S3 Connectivity issues when using Tensorflow with AWS P3 EC2 Nvidia Volta images

Hey folks, this likely isn’t an Nvidia image issues, but just looking for some help.

So we’re spinning up P3 instances, and following Nvidias guidelines; using Docker to pull nvcr.io/nvidia/tensorflow:19.01-py3

Everything is great except when we run Tensorflow and save checkpoints to S3. There seems to be connectivity issues as per stacktrace:

File "/usr/local/lib/python3.5/dist-packages/tensorflow/python/estimator/estimator.py", line 789, in _export_saved_model_for_mode
    strip_default_attrs=strip_default_attrs)
  File "/usr/local/lib/python3.5/dist-packages/tensorflow/python/estimator/estimator.py", line 907, in _export_all_saved_models
    mode=model_fn_lib.ModeKeys.PREDICT)
  File "/usr/local/lib/python3.5/dist-packages/tensorflow/python/estimator/estimator.py", line 1011, in _add_meta_graph_for_mode
    graph_saver = estimator_spec.scaffold.saver or saver.Saver(sharded=True)
  File "/usr/local/lib/python3.5/dist-packages/tensorflow/python/training/saver.py", line 1102, in __init__
    self.build()
  File "/usr/local/lib/python3.5/dist-packages/tensorflow/python/training/saver.py", line 1114, in build
    self._build(self._filename, build_save=True, build_restore=True)
  File "/usr/local/lib/python3.5/dist-packages/tensorflow/python/training/saver.py", line 1151, in _build
    build_save=build_save, build_restore=build_restore)
  File "/usr/local/lib/python3.5/dist-packages/tensorflow/python/training/saver.py", line 786, in _build_internal
    save_tensor = self._AddShardedSaveOps(filename_tensor, per_device)
  File "/usr/local/lib/python3.5/dist-packages/tensorflow/python/training/saver.py", line 369, in _AddShardedSaveOps
    return self._AddShardedSaveOpsForV2(filename_tensor, per_device)
  File "/usr/local/lib/python3.5/dist-packages/tensorflow/python/training/saver.py", line 343, in _AddShardedSaveOpsForV2
    sharded_saves.append(self._AddSaveOps(sharded_filename, saveables))
  File "/usr/local/lib/python3.5/dist-packages/tensorflow/python/training/saver.py", line 284, in _AddSaveOps
    save = self.save_op(filename_tensor, saveables)
  File "/usr/local/lib/python3.5/dist-packages/tensorflow/python/training/saver.py", line 202, in save_op
    tensors)
  File "/usr/local/lib/python3.5/dist-packages/tensorflow/python/ops/gen_io_ops.py", line 1690, in save_v2
    shape_and_slices=shape_and_slices, tensors=tensors, name=name)
  File "/usr/local/lib/python3.5/dist-packages/tensorflow/python/framework/op_def_library.py", line 787, in _apply_op_helper
    op_def=op_def)
  File "/usr/local/lib/python3.5/dist-packages/tensorflow/python/util/deprecation.py", line 488, in new_func
    return func(*args, **kwargs)
  File "/usr/local/lib/python3.5/dist-packages/tensorflow/python/framework/ops.py", line 3274, in create_op
    op_def=op_def)
  File "/usr/local/lib/python3.5/dist-packages/tensorflow/python/framework/ops.py", line 1770, in __init__
    self._traceback = tf_stack.extract_stack()
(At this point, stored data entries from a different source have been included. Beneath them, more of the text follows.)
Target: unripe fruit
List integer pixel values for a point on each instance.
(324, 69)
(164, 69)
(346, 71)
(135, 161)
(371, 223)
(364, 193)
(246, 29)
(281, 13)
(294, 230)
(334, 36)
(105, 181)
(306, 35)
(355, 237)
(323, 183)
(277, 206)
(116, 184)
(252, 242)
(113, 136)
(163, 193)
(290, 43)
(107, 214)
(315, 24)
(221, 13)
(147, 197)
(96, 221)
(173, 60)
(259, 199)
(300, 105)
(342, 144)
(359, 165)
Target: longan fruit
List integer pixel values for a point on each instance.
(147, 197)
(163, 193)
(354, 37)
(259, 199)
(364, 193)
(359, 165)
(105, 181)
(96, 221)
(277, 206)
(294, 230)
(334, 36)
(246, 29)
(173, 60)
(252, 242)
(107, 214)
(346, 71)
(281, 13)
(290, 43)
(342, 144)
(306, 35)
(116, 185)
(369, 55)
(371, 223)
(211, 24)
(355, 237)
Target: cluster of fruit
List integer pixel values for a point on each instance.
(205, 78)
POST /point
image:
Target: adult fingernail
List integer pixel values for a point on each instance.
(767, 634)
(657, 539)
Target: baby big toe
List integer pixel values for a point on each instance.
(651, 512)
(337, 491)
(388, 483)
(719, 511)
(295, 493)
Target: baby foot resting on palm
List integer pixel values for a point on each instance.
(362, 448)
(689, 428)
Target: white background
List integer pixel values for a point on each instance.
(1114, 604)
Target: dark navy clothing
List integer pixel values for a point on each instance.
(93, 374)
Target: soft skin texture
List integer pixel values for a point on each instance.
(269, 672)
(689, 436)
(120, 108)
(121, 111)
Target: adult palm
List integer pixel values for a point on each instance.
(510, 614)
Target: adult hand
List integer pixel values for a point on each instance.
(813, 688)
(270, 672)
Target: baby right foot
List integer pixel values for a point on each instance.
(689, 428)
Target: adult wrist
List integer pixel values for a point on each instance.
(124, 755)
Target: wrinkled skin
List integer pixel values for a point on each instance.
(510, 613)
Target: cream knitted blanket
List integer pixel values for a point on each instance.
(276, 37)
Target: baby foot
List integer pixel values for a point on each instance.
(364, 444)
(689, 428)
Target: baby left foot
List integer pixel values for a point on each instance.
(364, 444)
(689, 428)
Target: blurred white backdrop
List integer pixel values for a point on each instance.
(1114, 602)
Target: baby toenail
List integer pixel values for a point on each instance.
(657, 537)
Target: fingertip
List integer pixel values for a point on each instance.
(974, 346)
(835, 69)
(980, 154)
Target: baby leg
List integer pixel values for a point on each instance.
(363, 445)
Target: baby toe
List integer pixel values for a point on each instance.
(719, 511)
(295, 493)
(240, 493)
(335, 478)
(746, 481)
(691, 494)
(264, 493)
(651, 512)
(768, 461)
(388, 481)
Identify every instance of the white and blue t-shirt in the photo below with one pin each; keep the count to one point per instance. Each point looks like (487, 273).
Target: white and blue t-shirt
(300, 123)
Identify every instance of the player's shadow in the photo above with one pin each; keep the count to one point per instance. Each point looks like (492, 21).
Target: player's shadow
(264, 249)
UnknownError (see above for traceback): : Unable to connect to endpoint
         [[node save/SaveV2 (defined at /data/ml/kpi_tensorflow/TFModel.py:145)  = SaveV2[dtypes=[DT_INT64], _device="/job:localhost/replica:0/task:0/device:CPU:0"](save/ShardedFilename, save/SaveV2/tensor_names, save/SaveV2/shape_and_slices, global_step/_7)]]

We’ve done a few things including setting S3_REQUEST_TIMEOUT_MSEC to a large value, but the connectivity issue is still happening. Wondering if anyone has run into similar problems?